Predictions for 2015:
- The Royal Commission into Trade Union Governance and Corruption tabled its interim report on 19 December 2014 which found a number of serious flaws in the current system. The Minister for Employment has expressed his plans to create a Registered Organisations Commission to combat criminality in trade unions and ensure there is a clean trade union movement. Further hearings will be conducted this year before the release of the final report.
- The Government is transforming its controversial paid parental leave scheme into a ‘holistic families package’. The final product is still unclear, however it is anticipated the planned full replacement salary of 6 months (limited to $50,000) will be decreased. The Bill has received significant opposition due to tight economic conditions. Nevertheless, parental leave requirements may become more onerous for employers if the Bill is successful.
- Building and Construction Industry (Improving Productivity) Bill 2014 (Cth): The most significant change is the proposal to bring back the Australian Building and Construction Commission (ABCC). The Bill also aims to limit industrial action and unlawful picketing, while increasing penalties as a deterrent.
- The major changes to employment law in 2015 surround builders, as the Government has also proposed a new Building Code. The code will outline the standard of workplace relations conduct required of contractors to be eligible to work on Federal Government funded projects. The code has a retrospective application to enterprise agreements made on or after 24 April 2014.
- Employers with more than 100 employees will incur additional gender reporting requirements on 1 April 2015. The report must include a number of Gender Equality Indicators to help identify and abolish discrimination. Contact us for further information on your reporting requirements.
- The Productivity Commission’s review of the Fair Work Act 2009 (Cth) is expected to be completed by November 2015. Interested parties can make submissions as to what has and hasn’t worked under the current legislation. The Commission will then make recommendations on how to improve the current system based on the findings. It is expected that very little will change in industrial relations over 2015. However, the government is setting itself up for more significant changes if elected for another term.
- A draft of the Commission’s first issues paper has recently been leaked. The paper states that five extensive documents will be published, including:
- an overview of the system including its objectives and faults;
- issues relating to pay and conditions, with consideration to minimum wages, the award system and the NES;
- the bargaining framework and industrial disputes;
- employee protections; and
- other workplace relations matters (including an analysis of the institutions under the system, attached compliance costs and arrangements for public sector employees).

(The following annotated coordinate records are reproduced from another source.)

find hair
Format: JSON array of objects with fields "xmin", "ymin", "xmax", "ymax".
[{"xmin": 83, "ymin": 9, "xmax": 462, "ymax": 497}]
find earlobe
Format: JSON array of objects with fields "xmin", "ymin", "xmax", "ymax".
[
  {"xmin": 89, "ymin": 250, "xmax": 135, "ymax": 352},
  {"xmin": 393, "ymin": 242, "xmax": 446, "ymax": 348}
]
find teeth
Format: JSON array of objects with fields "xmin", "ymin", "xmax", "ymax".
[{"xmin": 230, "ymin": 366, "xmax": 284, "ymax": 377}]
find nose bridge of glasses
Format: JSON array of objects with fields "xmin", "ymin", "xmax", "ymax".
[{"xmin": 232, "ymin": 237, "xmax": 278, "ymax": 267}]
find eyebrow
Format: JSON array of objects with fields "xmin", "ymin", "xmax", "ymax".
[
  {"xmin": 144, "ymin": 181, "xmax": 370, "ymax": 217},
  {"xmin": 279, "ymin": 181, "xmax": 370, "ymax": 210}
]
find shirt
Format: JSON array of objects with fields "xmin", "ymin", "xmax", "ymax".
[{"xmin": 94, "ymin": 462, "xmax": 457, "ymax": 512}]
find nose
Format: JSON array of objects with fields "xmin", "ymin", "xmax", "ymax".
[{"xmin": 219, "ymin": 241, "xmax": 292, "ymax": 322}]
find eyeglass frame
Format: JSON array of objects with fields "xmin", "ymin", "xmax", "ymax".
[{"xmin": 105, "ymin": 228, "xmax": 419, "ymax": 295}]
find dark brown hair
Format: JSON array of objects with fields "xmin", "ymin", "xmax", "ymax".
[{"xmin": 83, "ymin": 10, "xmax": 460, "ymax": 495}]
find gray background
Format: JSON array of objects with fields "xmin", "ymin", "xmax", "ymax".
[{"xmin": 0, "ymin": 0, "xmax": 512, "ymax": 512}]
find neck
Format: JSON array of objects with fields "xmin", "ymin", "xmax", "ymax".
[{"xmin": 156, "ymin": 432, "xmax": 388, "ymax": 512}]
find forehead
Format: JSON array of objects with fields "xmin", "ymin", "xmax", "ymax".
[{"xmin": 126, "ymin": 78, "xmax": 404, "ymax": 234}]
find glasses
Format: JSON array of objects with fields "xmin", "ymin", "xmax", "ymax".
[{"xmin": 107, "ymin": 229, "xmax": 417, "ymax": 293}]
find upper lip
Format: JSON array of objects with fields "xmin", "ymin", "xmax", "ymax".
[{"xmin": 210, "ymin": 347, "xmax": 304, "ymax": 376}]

- The due date for submissions was 13 March 2015, by email to workplace.relations@pc.gov.au
- The recent four year review of modern awards by the Fair Work Commission found a number of inconsistencies between modern award provisions and the National Employment Standards. The Commission is currently drafting amended clauses to cure these inconsistencies. These clauses will be made available throughout the following months with an opportunity for comment before the Commission holds further hearings. Further information about the four year review and the amendment process can be found on the Fair Work Commission’s website.